I have other posts for PLS regressions, but it is PLS1, where we have an X matrix (spectra) and we make a regression for one constituent of the Y matrix at a time. What about to make the regression for all the constituents at the same time using the whole Y matrix?. That is the purpose of PLS2.
PLS2 is recommended when there is a high correlation between the constituents.
library(chemometrics)
data(cereal)
This data is part of a set used by Varmuza et al. 2008, for other papers.

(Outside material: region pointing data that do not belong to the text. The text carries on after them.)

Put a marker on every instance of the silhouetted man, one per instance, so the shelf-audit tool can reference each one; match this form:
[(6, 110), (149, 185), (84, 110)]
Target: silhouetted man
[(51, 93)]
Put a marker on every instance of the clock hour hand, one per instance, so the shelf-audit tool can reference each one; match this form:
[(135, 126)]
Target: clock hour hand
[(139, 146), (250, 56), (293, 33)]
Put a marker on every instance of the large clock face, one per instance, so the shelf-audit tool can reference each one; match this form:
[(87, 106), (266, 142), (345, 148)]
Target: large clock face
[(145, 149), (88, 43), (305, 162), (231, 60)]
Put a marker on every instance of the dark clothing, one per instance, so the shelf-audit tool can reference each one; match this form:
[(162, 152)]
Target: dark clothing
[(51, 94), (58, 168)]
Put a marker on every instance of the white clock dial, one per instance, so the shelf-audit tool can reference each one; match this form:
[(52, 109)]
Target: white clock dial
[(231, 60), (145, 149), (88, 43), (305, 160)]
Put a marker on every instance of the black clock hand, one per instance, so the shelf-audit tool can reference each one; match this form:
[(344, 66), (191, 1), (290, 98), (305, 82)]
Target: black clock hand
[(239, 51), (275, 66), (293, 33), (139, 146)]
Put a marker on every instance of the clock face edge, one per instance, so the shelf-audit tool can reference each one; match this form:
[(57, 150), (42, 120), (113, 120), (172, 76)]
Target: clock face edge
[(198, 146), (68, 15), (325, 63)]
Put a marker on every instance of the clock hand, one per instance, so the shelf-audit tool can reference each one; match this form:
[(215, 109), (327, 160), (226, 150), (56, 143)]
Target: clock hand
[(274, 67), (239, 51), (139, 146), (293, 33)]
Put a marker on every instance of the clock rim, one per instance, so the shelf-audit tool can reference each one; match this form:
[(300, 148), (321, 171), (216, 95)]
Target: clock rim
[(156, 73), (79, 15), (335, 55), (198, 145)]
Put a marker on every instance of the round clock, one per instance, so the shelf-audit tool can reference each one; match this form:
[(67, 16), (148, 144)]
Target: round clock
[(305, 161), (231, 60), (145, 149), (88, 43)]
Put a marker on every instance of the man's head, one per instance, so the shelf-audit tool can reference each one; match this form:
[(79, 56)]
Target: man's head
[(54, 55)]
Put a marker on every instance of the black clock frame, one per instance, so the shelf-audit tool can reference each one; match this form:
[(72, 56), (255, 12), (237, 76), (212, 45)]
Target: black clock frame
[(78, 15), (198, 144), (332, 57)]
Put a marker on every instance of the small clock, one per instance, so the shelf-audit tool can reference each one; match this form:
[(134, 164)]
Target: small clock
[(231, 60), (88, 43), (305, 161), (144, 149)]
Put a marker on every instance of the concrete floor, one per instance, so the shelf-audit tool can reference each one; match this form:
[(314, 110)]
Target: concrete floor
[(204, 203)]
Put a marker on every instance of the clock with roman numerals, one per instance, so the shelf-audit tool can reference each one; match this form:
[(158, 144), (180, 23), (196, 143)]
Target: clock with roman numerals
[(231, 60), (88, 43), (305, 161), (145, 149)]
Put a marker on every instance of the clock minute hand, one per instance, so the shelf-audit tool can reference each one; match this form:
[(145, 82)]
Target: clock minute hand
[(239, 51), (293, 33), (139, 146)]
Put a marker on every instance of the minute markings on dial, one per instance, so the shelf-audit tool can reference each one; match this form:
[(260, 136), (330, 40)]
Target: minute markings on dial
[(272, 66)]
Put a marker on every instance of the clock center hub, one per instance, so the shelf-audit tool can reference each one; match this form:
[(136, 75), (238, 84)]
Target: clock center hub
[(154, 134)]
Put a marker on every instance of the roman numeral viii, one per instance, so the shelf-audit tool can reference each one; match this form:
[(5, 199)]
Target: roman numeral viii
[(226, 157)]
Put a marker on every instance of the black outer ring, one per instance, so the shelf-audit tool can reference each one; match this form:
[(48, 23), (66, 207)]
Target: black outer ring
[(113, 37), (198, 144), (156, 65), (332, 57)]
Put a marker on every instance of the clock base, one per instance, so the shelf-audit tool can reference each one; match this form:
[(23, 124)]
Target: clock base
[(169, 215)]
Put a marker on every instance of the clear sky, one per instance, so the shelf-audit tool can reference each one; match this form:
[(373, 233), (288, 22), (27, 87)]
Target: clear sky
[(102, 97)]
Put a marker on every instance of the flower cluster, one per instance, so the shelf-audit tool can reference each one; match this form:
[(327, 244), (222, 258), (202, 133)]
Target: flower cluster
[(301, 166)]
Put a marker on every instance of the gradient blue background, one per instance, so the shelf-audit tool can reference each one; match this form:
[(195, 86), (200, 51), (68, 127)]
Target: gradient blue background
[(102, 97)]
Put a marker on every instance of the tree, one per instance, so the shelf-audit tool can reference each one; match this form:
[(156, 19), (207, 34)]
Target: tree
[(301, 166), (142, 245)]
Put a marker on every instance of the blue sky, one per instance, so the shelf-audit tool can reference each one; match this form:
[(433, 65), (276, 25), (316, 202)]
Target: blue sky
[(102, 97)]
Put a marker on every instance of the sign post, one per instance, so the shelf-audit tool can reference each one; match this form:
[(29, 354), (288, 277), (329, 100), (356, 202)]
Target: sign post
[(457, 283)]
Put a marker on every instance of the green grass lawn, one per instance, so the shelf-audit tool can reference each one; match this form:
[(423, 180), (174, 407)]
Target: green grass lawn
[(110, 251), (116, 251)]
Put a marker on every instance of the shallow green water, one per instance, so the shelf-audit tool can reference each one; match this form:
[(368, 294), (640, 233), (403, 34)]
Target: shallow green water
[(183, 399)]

You can get a description for this data in the R help page:
Description
For 15 cereals an X and Y data set, measured on the same objects, is available. The X data are 145 infrared spectra, and the Y data are 6 chemical/technical properties (Heating value, C, H, N, Starch, Ash). Also the scaled Y data are included (mean 0, variance 1 for each column). The cereals come from 5 groups B=Barley, M=Maize, R=Rye, T=Triticale, W=Wheat.
Once loaded, take a look to the data
dim(cereal$X)
dim(cereal$Ysc)
We can have a look to the spectra, (it is already treated with SG and first derivative).
wavelengths<-seq(1126,2278,by=8)
matplot(wavelengths,t(cereal$X),lty=1,xlab="wavelengths(nm)",ylab="log(1/R)")
Now let´s run PLS2, using “mvsr”, with “LOO” (leave one out) cross validation.
cerpls2<-mvr(Ysc~X,data=cereal,method="simpls",validation="LOO")
We can see a summary of the results:
summary(cerpls2)
Now we have to take an important decision, “How many terms to choose?”.
Plots can help us with it:
plot(RMSEP(cerpls2), legendpos = "topright")
We have to select an average, and looking to the plots we can say that 7 is fine, anyway for "starch" less terms would be fine, but for the rest 6 or 7 is the correct number.